The 7th. Clause is now & may be productive of great Abuses & Mischiefs. It is happy that it did not pass long enough before Blanchard’s Aeronautic Voyage & Descent.2 For if our Citizen Peasants in the Pine Barrens of Jersey had had Notice of such a Law, they would have supposed the Balloon to be a federal Vehicle laden with Ca. fa’s, fi: fa’s3 & Copies of Judgments against the Bipeds & Fellow Mortals of Jersey, obtained, for ought they knew, by Default, in Georgia or New Hampshire. Blanchard would have stood no more Chance among them than would an Aristocrat or Monarchy Man in the Section of Marseilles at Paris. They would have shot him (not having the Convenience of the Lanterne) not as a Post Master, but a Post Marshall. Forever after, their Fears would be kept alive by Flights of Crows, Wild Geese or Pidgeons, which they would suppose were other aerial Mails, filled with Alias & Pluries4 Castigations. Happy Blanchard! Thy Descent from the Clouds was more fortunate to thee than if it had been from Kings! Forgive my laughing a little on a grave Subject. Hæ Nugæ ad seria ducient.5 Believe me very sincerely and affectionately Yours

Richard Peters

RC (DLC). Docketed by JM.

1On 1 Jan. “a bill to explain an act entitled, ‘An act to establish the Judicial Courts of the United States,’ in respect to taking bail in criminal cases” was presented in the House, which passed it (as amended by the Senate) on 20 Feb. The president approved it on 2 Mar. (Annals of Congress description begins Debates and Proceedings in the Congress of the United States, 1789–1824 (42 vols.; Washington, 1834–56). description ends , 2d Cong., 2d sess., 770, 884; U.S. Statutes at Large description begins The Public Statutes at Large of the United States of America … (17 vols.; Boston, 1848–73). description ends , I, 333–35).
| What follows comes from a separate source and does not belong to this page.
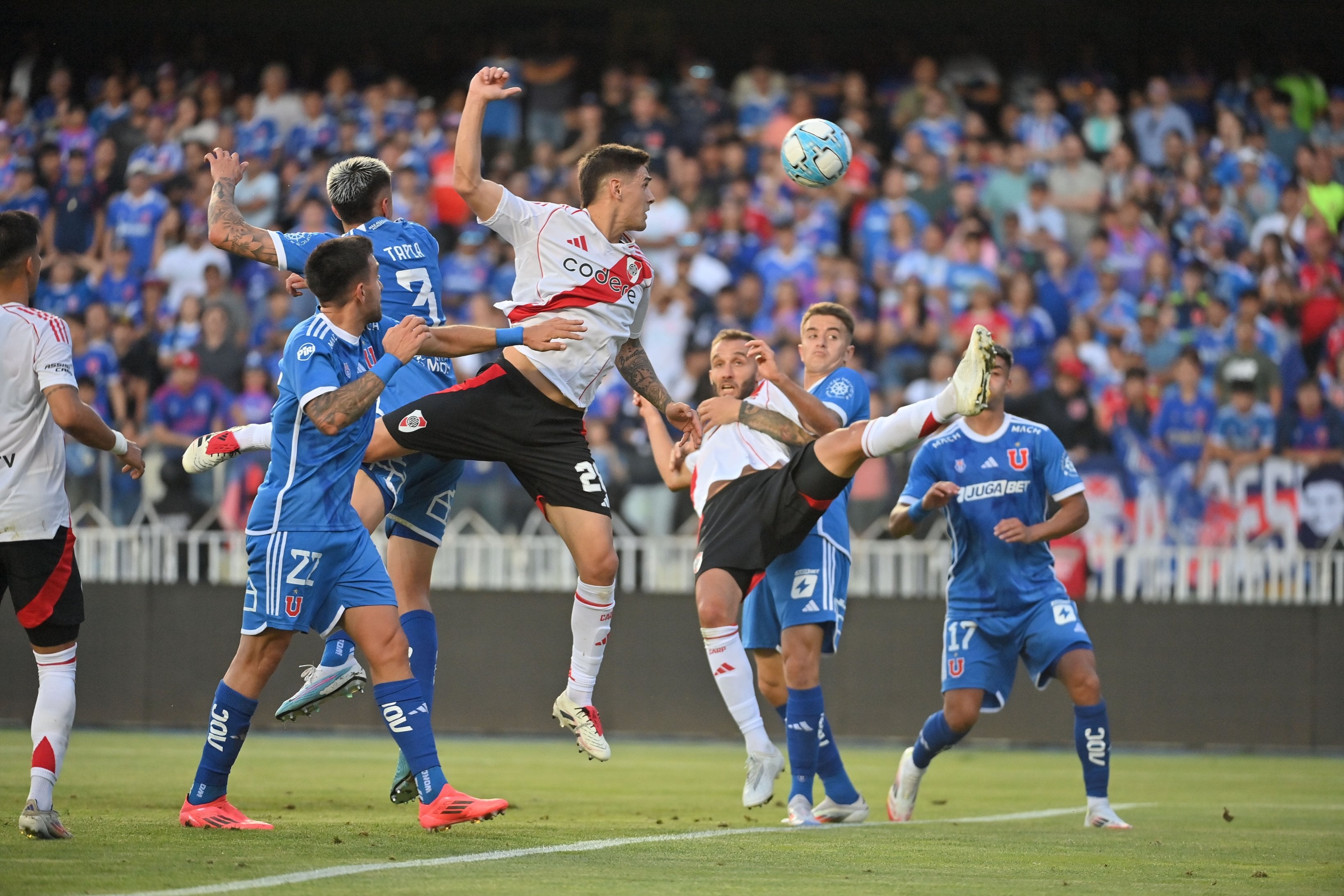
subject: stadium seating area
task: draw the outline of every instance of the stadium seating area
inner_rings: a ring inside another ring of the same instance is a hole
[[[1301,520],[1318,547],[1344,524],[1344,86],[1246,66],[1223,78],[1195,60],[1146,83],[1101,63],[1007,77],[976,54],[883,78],[687,59],[663,78],[610,67],[594,83],[573,56],[484,62],[526,89],[485,122],[488,175],[513,192],[577,203],[574,163],[599,142],[653,156],[644,341],[676,398],[708,395],[720,328],[750,329],[796,365],[801,312],[837,301],[886,412],[929,395],[985,324],[1017,357],[1009,410],[1059,434],[1125,537],[1236,543]],[[398,214],[439,239],[444,306],[503,324],[492,304],[511,287],[511,250],[450,185],[462,91],[419,95],[394,73],[356,71],[304,85],[282,63],[255,83],[173,62],[82,83],[59,66],[11,73],[0,208],[46,222],[38,305],[71,322],[86,400],[163,458],[142,489],[71,445],[73,505],[118,524],[241,528],[265,469],[251,455],[191,481],[176,463],[202,433],[267,419],[278,349],[310,308],[273,269],[206,240],[212,146],[249,160],[239,206],[277,230],[336,227],[327,168],[386,160]],[[855,148],[825,191],[780,173],[784,133],[813,116]],[[618,376],[589,438],[633,529],[689,516]],[[860,473],[856,529],[886,516],[902,478],[899,459]],[[485,463],[469,465],[457,505],[497,529],[531,510]]]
2On 9 Jan. 1793 Jean-Pierre-François Blanchard made the first balloon ascension in America, taking off from the Washington prison yard in Philadelphia and landing fifteen miles away “eastward of Woodbury” in New Jersey (Dunlap’s Am. Daily Advertiser, 10 Jan. 1793).

3Capias extendi facias—a writ of execution in English law against debtors to the crown—commanded a sheriff “to ‘take’ or arrest the body, and ‘cause to be extended’ the lands and goods of the debtor.” A writ of fieri facias commanded a sheriff “to levy and make the amount of a judgment” from the debtor’s goods and chattels (Black’s Law Dictionary [5th ed. rev.], pp. 189, 565).

4Writs issued when “other commands of the court have proved ineffectual” (ibid., pp. 66, 1039).

5“Hae nugae seria ducent”: “These trifles will bring [that friend] into serious trouble,” Horace, Ars Poetica, line 451 (Horace: Satires, Epistles, and Ars Poetica, Loeb Classical Library [1970 reprint], pp. 486–87).